Abbott baby milk powder pulled from shelves in Hong Kong
Powder inside tins of Similac Stage 2 found to contain 66 per cent less niacin than claimed on the label
A batch of baby milk powder was pulled from Hong Kong shelves on Friday, after the city’s food safety authorities found 66 per cent less niacin in it than stated on the label.
The formula, made by Abbott, had only been sold in Hong Kong.
The affected product is Similac Stage 2 in 400g tins, made in Ireland and best before March 11 next year. The formula is for babies aged between six months and one year.
The Centre for Food Safety announced that a sample of the product had been found to contain 1.3 milligrams of niacin per 100g, 66 per cent less than the 3.8mg/100g declared on its nutrition label.
Niacin is one of the essential nutrients for all humans.
“The [centre] has informed the vendor concerned ... and the vendor has stopped sale and removed from shelves the affected batch of the product,” a centre spokesman said. “The [centre] is tracing the distribution of the affected product.”
A spokeswoman for United States-based Abbott confirmed it had decided to remove the “single batch” from shelves.

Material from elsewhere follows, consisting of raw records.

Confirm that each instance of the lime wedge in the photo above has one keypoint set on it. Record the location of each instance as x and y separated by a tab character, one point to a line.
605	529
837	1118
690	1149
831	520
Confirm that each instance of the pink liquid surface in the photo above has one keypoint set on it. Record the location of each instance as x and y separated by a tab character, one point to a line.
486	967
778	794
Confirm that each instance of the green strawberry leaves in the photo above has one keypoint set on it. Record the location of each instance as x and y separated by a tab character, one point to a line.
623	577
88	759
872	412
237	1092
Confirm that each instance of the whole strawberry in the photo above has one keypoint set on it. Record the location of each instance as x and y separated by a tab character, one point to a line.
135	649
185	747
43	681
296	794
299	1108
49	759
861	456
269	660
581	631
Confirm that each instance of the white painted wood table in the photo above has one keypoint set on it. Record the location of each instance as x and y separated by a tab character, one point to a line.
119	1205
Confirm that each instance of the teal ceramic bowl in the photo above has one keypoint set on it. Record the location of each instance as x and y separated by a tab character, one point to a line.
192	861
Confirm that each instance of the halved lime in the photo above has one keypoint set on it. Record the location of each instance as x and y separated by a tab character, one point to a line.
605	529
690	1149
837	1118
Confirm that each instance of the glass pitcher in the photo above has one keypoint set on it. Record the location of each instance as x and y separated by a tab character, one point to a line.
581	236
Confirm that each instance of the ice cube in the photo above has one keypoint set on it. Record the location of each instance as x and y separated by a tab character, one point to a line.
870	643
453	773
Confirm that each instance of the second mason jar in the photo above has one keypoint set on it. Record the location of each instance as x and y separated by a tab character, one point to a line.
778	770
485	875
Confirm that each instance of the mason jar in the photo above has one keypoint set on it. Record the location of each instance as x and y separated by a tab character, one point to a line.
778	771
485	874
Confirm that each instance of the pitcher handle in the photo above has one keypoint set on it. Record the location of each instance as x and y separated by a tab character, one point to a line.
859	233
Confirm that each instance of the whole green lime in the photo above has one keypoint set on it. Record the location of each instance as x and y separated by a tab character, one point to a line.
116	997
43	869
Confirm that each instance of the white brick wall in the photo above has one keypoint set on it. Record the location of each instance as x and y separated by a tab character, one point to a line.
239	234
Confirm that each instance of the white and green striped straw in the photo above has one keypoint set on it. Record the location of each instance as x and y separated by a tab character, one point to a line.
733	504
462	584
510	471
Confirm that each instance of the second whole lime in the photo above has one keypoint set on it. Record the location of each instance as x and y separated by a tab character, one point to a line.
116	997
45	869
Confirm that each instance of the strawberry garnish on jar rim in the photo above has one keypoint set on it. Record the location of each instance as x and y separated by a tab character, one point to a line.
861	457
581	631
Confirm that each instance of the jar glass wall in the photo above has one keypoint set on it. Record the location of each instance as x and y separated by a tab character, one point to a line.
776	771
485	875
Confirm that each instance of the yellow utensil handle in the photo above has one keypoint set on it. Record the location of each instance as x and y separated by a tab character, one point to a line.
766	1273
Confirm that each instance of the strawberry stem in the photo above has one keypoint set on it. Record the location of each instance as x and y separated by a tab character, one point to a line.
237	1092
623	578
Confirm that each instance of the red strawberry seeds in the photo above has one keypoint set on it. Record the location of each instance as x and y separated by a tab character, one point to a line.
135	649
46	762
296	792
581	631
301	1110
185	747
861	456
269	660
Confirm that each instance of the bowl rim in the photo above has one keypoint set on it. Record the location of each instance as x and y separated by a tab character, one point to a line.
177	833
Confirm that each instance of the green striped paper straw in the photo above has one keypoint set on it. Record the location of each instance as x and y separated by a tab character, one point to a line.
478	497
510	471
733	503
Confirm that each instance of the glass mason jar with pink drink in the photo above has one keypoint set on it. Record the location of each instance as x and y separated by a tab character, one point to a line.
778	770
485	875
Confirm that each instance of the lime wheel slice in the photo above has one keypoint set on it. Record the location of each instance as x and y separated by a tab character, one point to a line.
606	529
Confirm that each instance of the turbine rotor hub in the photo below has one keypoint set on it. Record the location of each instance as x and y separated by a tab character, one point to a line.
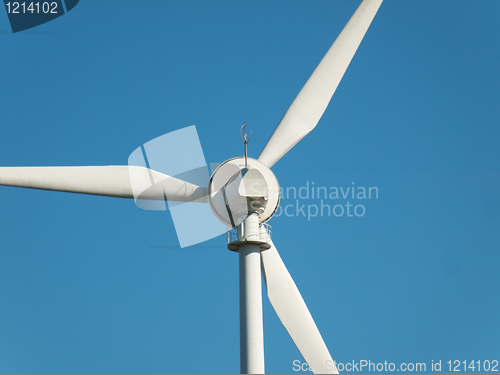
239	188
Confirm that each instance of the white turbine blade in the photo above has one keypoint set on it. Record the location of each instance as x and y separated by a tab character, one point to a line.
294	314
112	181
311	102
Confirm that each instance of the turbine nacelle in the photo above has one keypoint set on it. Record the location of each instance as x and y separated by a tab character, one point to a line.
238	190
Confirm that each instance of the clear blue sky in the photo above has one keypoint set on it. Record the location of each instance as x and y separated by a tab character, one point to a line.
93	284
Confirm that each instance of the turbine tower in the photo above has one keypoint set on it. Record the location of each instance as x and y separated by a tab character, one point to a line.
243	193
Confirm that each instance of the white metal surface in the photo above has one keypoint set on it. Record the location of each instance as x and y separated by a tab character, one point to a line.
251	326
294	314
111	181
311	102
224	172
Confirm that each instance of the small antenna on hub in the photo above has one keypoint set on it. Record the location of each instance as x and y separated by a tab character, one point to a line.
245	135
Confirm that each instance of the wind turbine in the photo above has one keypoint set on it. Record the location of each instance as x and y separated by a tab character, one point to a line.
243	193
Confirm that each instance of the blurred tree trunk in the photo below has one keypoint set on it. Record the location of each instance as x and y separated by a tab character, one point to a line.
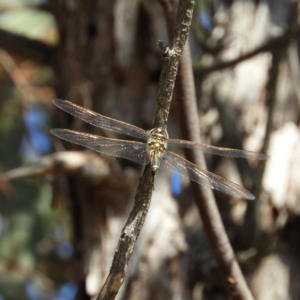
107	60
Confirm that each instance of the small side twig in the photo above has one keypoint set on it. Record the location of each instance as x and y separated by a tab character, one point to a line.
138	214
206	203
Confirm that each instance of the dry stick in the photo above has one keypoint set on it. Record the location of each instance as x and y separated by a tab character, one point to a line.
252	222
273	43
206	203
138	214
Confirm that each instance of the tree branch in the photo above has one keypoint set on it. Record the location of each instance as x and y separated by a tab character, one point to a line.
138	214
206	203
267	46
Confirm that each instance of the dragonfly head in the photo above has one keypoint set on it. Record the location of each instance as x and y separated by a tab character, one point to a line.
157	145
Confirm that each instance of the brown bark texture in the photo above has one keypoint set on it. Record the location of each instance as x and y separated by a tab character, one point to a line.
245	59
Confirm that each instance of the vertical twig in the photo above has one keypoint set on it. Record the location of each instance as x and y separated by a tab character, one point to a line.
211	219
138	214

She said the batch was only sold in Hong Kong.
“We stand by the quality and safety of our products and parents can continue to use our products with full confidence,” she said. “No other Abbott products, other than this single batch listed here which was sold only in Hong Kong, are affected.”
Neither the centre nor Abbott commented on how many tins, or how many Hong Kong distributors, were affected.
Under the Public Health and Municipal Services Ordinance, anyone who falsely describes food, or misleads people as to its quality or ingredients, is guilty of an offence and can face a maximum fine of HK$50,000 and six months in jail.